The differential diagnosis is prognostic, and this is what the clinician needs for the therapeutic decision. They have to know which specific subclass a patient has. For example, in lung cancer, it's important not only to know if  small lung canceris present, but it's also important to know whether it is adenocarcinoma, and if so, it's important to know which subclass of adenocarcinoma it is.

We have shown by using the quantum cascade laser (QCL) based microscope that you can do all of these differential diagnoses and that this is what the clinicians need in order to make a specific therapeutic decision. Now we need to look at sensitivity and specificity versus the new label-free digital pathology approach and compare it to the classical histopathology approach, which is, at the moment, the gold standard in the clinics. We are coming close to 100% specificity and we are achieving between 90 and 100% sensitivity.

How can infrared (IR) spectroscopy outperform classical histopathology and solve some of the problems it presents?

IR spectroscopy can overcome the issues of this classical histopathology because it's a non-invasive method. It can be automated and therefore, you can classify the tissue very quickly and you can do so very precisely. That's a big advantage. This can be done because you take an IR spectrum at each pixel, which is resolved by the microscope, and the infrared spectrum reflects a molecular fingerprint of the morphology at this point.

Problem Solving Classical Histopathology with IR Imaging Microscopy

Using bioinformatics, you can assign a specific color to the fingerprint. Then you've got an indexed color image, and this indexed color image is equivalent to the H&E stain picture in classical histopathology. The big advantage of this is that you can always use the same classifier.

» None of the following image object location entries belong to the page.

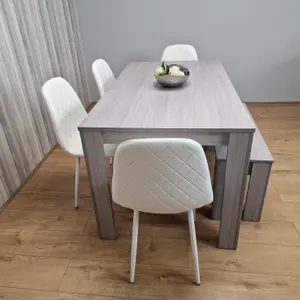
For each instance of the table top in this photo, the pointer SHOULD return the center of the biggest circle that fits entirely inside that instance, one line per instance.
(207, 102)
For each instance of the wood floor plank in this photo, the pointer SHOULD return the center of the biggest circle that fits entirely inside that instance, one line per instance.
(287, 184)
(31, 272)
(40, 232)
(50, 220)
(174, 283)
(267, 233)
(167, 226)
(61, 244)
(23, 294)
(53, 201)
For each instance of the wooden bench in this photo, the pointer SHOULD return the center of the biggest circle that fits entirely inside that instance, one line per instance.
(260, 166)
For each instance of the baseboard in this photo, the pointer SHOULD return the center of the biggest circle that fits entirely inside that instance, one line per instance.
(27, 179)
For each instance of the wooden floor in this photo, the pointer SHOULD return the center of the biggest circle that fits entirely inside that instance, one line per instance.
(49, 251)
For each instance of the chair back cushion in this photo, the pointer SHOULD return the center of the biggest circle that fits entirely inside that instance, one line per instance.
(179, 53)
(65, 109)
(161, 176)
(103, 75)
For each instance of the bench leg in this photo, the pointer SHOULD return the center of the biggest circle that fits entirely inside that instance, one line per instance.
(256, 191)
(218, 186)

This eliminates any variability. This is a further big advantage. The issues of classical histopathology are overcome by this approach, and we call it label-free digital pathology.

How have QCL lasers changed IR spectroscopy?

QCLs are revolutionary in IR spectroscopy. With lasers, you have a very brilliant, focused light. This gives up to seven orders of magnitude higher brilliance of the beam. This allows pathologists to take measurements they had never considered before.

As a result, QCL is really a big breakthrough in infrared spectroscopy. In contrast to FTIR, which takes about 20 hours to take a measurement, QCL can take the same measurements in 20 minutes.

Again, this is a big advantage because this is exactly the amount of time pathologists in clinics use for a fresh frozen sample. IR is now a realistic approach with analyzing fresh frozen tissue samples taken in the clinic, for example, during surgery. There have always been difficult decisions to make in these cases, and you always have had to make reference pathology in critical cases where you have had to ask for a second opinion. But, if you use this instrument, you will always have a second opinion.

About Prof. Klaus Gerwert

Prof. Klaus Gerwert is a Professor of Biophysics at the Ruhr University in Bochum in Germany and chairs the Department of Biophysics. He is also the Founding Director of the Protein Research Center in protein diagnostics, where clinicians and researchers work together to develop new methods to improve diagnostics.